The film from the Hungarian director has previously also won the Berlinale Golden Bear, and follows an unconventional romance between two co-workers who discover that each night they have exactly the same dreams.
Accepting the award Enyedi said: ”It was such an amazingly strong competition. It’s marvellous that such a film can move so many people, it gives me so much hope in cinema and in human communication”
Sydney filmmakers Sascha Ettinger Epstein and Claire Haywood were awarded the $10,000 Documentary Australia Foundation Award for Australian Documentary for The Pink House, about the last brothel in Kalgoorlie.
In a joint statement, the jury, which was made up of Ramona S. Diaz, CEO Documentary Australia Foundation Dr Mitzi Goldman and Amin Palangi said:
"Amongst ten noteworthy films, one film enthralled us with its blend of nuanced characters and narrative depth.
“In classic cinema verite fashion, the filmmaker introduces us to two singular women who give her unfettered access to their constantly changing lives, revealing a profound trust between filmmaker and subject that renders this film deeply personal and intimate.
“Through the unflinching gaze of her lens, this filmmaker immerses us in a world that, in less disciplined hands, could very well have been voyeuristic. Instead we are treated to a film that is handled with affection and grace.”
Previous winners of the prize include In the Shadow of the Hill, Only the Dead, 35 Letters and Buckskin.
The Dendy Awards for Australian Short Films saw the $7000 cash prize for the Dendy Live Action Short Award go to Adele, directed by Mirene Igwabi.
Sunday Emerson Gullifer was Highly Commended for Tomorrow, and tomorrow, and tomorrow, and Daniel Agdag's animation Lost Property Office took out both the $7000 Rouben Mamoulian Award for Best Director and the $5000 Yoram Gross Animation Award.
“We were captivated by the original and diverse stories and variety of animation techniques presented in both the Dendy Awards and in the rest of the Festival,” said the jury of Kirsten Carthew, Mike Selwyn and Kath Shelper in a joint statement.
“Lost Property Office stood out for its direction, storytelling and exquisite visuals that could only have been realised through animation, which was the perfect choice of medium to tell this story.”
The Event Cinemas Australian Short Screenplay Award, a $5,000 prize for the best short screenwriting, was awarded to Michael Cusack, the writer and director of stop motion animation After All.

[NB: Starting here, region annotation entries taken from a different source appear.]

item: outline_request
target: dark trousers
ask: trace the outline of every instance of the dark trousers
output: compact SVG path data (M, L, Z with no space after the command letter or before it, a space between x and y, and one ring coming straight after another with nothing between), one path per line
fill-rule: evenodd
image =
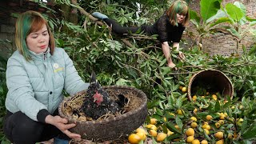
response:
M6 138L14 144L34 144L62 134L54 126L34 121L20 111L14 114L7 111L3 131Z
M103 21L112 28L112 30L117 34L135 34L141 27L124 27L116 21L110 18L104 18Z

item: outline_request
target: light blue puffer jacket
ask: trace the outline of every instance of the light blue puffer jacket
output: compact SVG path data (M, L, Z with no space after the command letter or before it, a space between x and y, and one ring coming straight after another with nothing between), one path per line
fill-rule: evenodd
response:
M8 59L6 83L8 94L6 109L15 113L22 111L38 121L37 114L42 109L50 114L63 100L63 89L70 94L86 90L72 60L62 48L55 48L53 55L30 51L32 60L27 62L17 50Z

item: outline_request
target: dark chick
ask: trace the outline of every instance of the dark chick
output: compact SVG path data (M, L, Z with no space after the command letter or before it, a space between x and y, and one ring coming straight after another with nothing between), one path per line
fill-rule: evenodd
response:
M82 108L87 117L98 119L106 114L115 114L122 109L115 101L110 98L107 92L98 82L94 72L91 74L86 94L86 98Z

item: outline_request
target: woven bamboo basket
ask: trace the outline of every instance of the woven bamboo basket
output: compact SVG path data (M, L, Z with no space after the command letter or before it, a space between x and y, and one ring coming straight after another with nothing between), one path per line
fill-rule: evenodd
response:
M118 86L103 86L103 89L108 92L110 98L117 94L123 94L126 98L136 97L139 99L139 103L137 108L113 118L99 121L79 121L65 115L62 110L67 104L70 105L70 102L78 98L82 102L73 104L78 108L81 107L84 100L82 95L85 95L86 90L64 99L58 106L59 114L61 117L67 118L69 122L75 122L77 123L77 126L70 130L81 134L83 139L103 142L126 137L142 126L146 120L147 97L142 90L134 87Z
M195 87L199 83L202 84L204 87L211 87L213 91L219 91L223 96L233 98L234 88L231 81L220 70L202 70L190 78L188 86L188 97L190 101L192 100L191 96L196 92Z

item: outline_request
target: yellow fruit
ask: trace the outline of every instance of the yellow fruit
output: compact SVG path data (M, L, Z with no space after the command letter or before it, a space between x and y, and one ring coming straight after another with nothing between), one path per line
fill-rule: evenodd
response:
M166 118L166 117L163 118L163 120L164 120L165 122L167 122L167 118Z
M194 110L193 110L193 113L196 114L197 112L198 112L198 109L194 108Z
M143 133L145 135L147 135L146 130L143 128L138 128L135 131L136 133Z
M223 138L223 132L219 131L214 134L214 137L217 138L218 139L222 139Z
M192 144L200 144L200 141L198 139L194 139L191 143Z
M197 122L197 120L198 120L197 118L195 118L195 117L191 117L190 119L194 122Z
M192 128L188 128L186 130L186 134L187 136L192 136L194 134L194 130L192 129Z
M217 95L216 94L213 94L212 95L213 99L214 99L215 101L217 101Z
M215 123L215 126L216 126L217 128L219 128L219 127L221 126L221 124L218 123L218 122L216 122L216 123Z
M208 121L210 121L213 118L213 117L211 115L206 115L206 119Z
M233 138L233 134L232 134L231 133L229 133L229 134L227 134L227 138L228 138L229 139L232 139L232 138Z
M156 118L150 118L150 124L155 125L157 123L157 119Z
M141 138L141 139L143 141L146 138L146 136L143 132L138 132L138 133L136 133L136 134L138 135Z
M215 144L224 144L224 139L217 141Z
M186 138L186 142L190 143L192 141L194 141L194 135Z
M170 130L167 130L167 136L171 135L173 134L174 134L174 133L170 131Z
M224 114L221 114L219 117L218 117L219 119L221 120L224 120L225 119L225 115Z
M219 124L221 124L221 125L223 125L223 124L224 124L224 121L223 121L223 120L219 120L219 121L218 121L218 122Z
M197 124L197 122L194 122L191 123L190 126L191 126L192 128L196 128L198 126L198 124Z
M236 132L234 132L233 136L234 138L238 138L238 134Z
M183 113L184 113L184 110L181 110L181 109L178 109L178 110L177 110L177 114L178 114L178 115L183 115Z
M152 124L148 124L146 126L146 128L150 129L150 130L154 130L155 131L158 130L158 127L155 125L152 125Z
M208 142L206 140L201 141L201 144L208 144Z
M205 129L206 129L206 130L210 130L211 129L211 127L210 127L210 125L206 125Z
M162 142L166 138L167 134L165 133L158 133L157 136L157 141Z
M174 117L175 117L175 114L174 113L169 113L170 115L173 115Z
M194 96L192 97L192 99L193 99L194 102L195 102L195 101L197 100L197 96L196 96L196 95L194 95Z
M142 138L138 135L137 135L135 134L132 134L128 137L129 142L132 143L132 144L137 144L141 140L142 140Z
M203 130L205 131L206 134L207 134L207 135L208 135L208 134L210 134L209 130L207 130L207 129L204 129Z
M177 130L181 130L178 125L175 125L174 127L177 129Z
M186 87L182 87L182 91L183 93L186 93Z
M154 130L150 130L149 134L152 136L152 137L156 137L158 135L158 132Z

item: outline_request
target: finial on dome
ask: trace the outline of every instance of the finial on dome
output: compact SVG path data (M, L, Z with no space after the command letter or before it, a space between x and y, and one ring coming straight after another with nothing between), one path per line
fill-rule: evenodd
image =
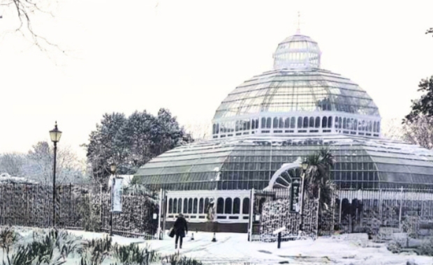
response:
M300 11L298 11L298 26L296 28L296 34L301 33L300 24L301 24L301 13Z

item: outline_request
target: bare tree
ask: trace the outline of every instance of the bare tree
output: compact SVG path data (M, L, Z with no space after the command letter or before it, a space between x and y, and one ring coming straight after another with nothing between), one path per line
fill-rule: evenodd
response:
M0 156L0 172L13 176L22 176L25 158L22 153L6 153Z
M433 148L433 117L418 116L403 126L403 139L424 148Z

The writers of Screenability short film The Milky Pop Kid, Johanna Garvin and Emily Dash, were Highly Commended.
The $10,000 Sydney-UNESCO City of Film Award, bestowed by Create NSW, went to indigenous actor, director and writer Leah Purcell.
Purcell was presented the award by director Ray Lawrence (Lantana, Jindabyne), who has been a mentor to her throughout her career.
In addition to the cash prize, Purcell will be offered the opportunity to take a desk at ‘Charlie’s’, the Hollywood-based co-working space opened by Australians in Film in partnership with Create NSW, AFTRS and Screen Queensland.
“Leah is a trailblazer in every sense and her extraordinary career only continues to grow in stature and range. She is one of our greatest talents and an inspiration to the creative community of NSW,” said Create NSW CEO Michael Brealey.
Chris Freeland has also announced he will step down as Sydney Film Festival Chair, while remaining on the board. Freeland was chair of the festival for eight years, and will be succeeded by producer Deanne Weir, Foxtel’s managing director content aggregation and wholesale.
Sydney Film Festival CEO Leigh Small said this year’s festival had exceeded previous year’s attendance figures, with an average of 72 per cent capacity across all sessions and almost 185,000 attendees.